We ventured into deeper water, where patches of reef provided vibrant oases in the sand. Little humbug damsels flitted in and out of clumps of Acropora coral, while lionfish slumbered under rocky ledges, waiting for the light to fade before unfurling their fins for the afternoon hunt.
Ahmed has an uncanny knack for spotting normally elusive reef creatures from great distances – several times, he pointed at some distant portion of reef, and I would have to move forward several metres before I could make out whatever eel, or octopus, or miniscule juvenile fish, had caught his attention. Now, Ahmed’s reputation was at stake, because he had been foolish/confident enough to utter the word ‘seahorse’ the night before in relation to this dive. Ah, seahorses – so lovely when you manage to find them, so annoying when they remain elusive. Ahmed had said that the seagrass flats at Lighthouse had grown over a much larger area in the 2009 season, and this had led to more seahorse sightings.

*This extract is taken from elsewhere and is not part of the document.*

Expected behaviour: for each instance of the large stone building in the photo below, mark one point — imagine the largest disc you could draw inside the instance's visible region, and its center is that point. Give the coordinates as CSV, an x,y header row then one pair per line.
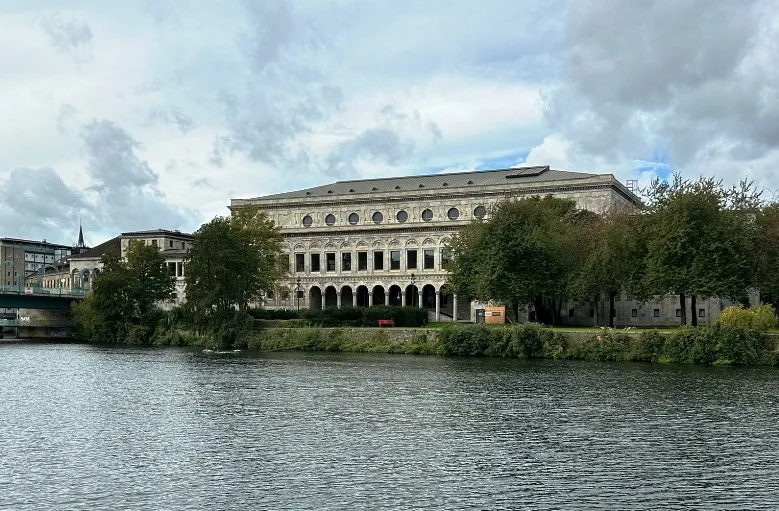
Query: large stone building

Our little group began scouring the seagrass. It’s a fairly monotonous environment – you see the same species of sand goby every few metres, with the false alarm of a pipefish (related to the seahorse, but lacking its kudos as a ‘spot’) every 15 minutes or so. After an hour had passed, I despaired of ever finding the elusive hippocampus, and resorted to chasing a shy boxfish around with my camera. At last, Ahmed raised his hand in triumph. More precisely, he was raising three fingers, because the jammy dodger had found three seahorses and had saved them up to tell us in one go. A great dive guide, certainly, but also a showman.
El Kaf, QuseirIt is possible to carry out this dive from the comfort of a boat, but it’s more of an adventure to approach it from the shore. The entry point is just 200m off the coastal route, about seven miles south of Quseir. The idea is to enter the water and then swim across the lagoon towards a diver-sized cut in the reef.

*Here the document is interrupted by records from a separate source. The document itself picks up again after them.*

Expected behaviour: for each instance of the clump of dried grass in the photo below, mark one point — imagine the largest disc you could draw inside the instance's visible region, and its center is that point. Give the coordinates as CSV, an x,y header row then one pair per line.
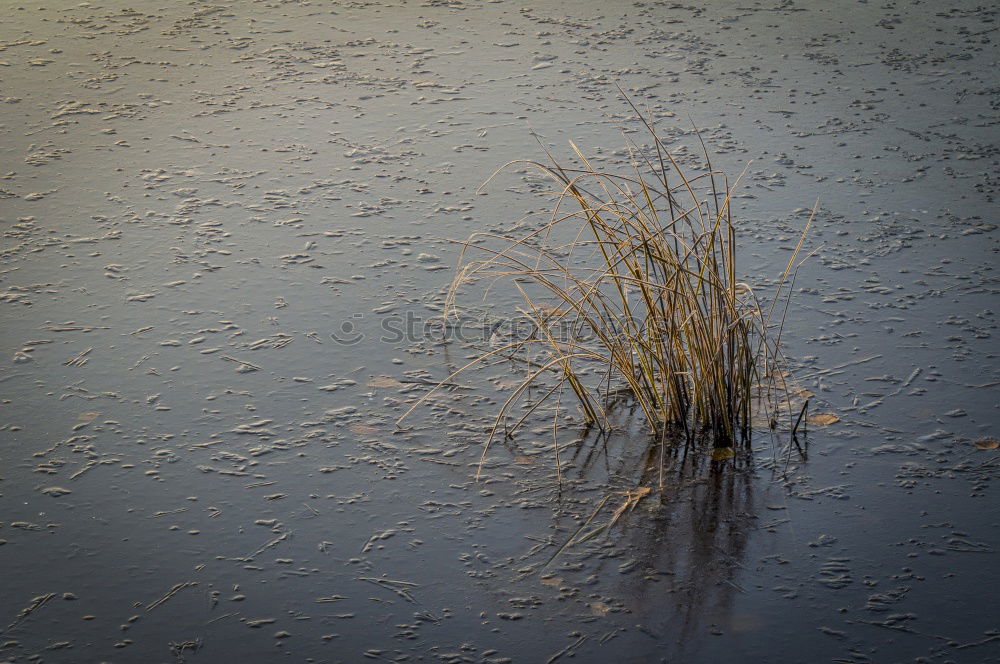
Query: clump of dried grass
x,y
645,296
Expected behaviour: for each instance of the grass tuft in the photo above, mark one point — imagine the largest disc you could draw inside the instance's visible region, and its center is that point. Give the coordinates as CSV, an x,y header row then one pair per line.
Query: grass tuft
x,y
639,303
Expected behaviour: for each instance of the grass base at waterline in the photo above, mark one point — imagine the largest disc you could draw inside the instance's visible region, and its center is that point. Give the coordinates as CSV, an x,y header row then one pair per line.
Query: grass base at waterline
x,y
632,289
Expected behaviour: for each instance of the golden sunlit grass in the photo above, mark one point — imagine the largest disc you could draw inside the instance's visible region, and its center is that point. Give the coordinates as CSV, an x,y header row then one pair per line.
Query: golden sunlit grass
x,y
642,304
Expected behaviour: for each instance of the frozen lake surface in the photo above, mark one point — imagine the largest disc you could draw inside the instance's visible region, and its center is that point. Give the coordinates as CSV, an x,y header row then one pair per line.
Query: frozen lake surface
x,y
198,200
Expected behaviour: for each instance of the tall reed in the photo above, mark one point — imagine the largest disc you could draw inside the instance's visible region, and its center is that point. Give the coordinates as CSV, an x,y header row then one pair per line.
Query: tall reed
x,y
642,303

After passing through the cut, follow the wall to your right and you come to a pinnacle of hard coral that is normally teeming with bright red anthias. From here, head in a southerly direction (reef on your right) and you should enter a labyrinth of caves and tunnels. Part of the allure of this site is not knowing what may be waiting for you around the next corner.
Admittedly, the primary attraction is the topography, but it’s also a great site for fish-spotting: I use El Kaf as a photographic studio for snapping blue-spotted stingrays, batfish and, lurking on the sea bed, the sinister crocodilefish.
As with most of the sites here, El Kaf is at its most beautiful in the afternoon, when fish activity steps up a gear in the run-up to dusk. I used to have difficulty finding my way back from this site, but it’s simply a question of picking your way past the various tunnels and coral bommies until they bring you back to the cut that serves as an entry point.
The maximum attainable depth is about 40m, but in reality you shouldn’t need to venture much below 18m, and the site is suitable for novices. I recommend it as a longish third dive of the day – if you’re good on your air, you should be able to while away a mellow 90 minutes on this site. But do make sure the surface cover knows your plan.
The Canyon, Taba
The northernmost Red Sea resort area in Egypt, Taba is known for its critters – from the cryptic frogfish to the beautiful pyjama nudibranch. The Canyon is, strictly speaking, half a canyon – the coral forming a ledge on one side that gives way to a sandy-bottomed gulley. It’s a favourite for divers staying at the Taba Hilton: all you need to do is load your kit up on a big trolley and wheel it along the five-minute walk to the entry point.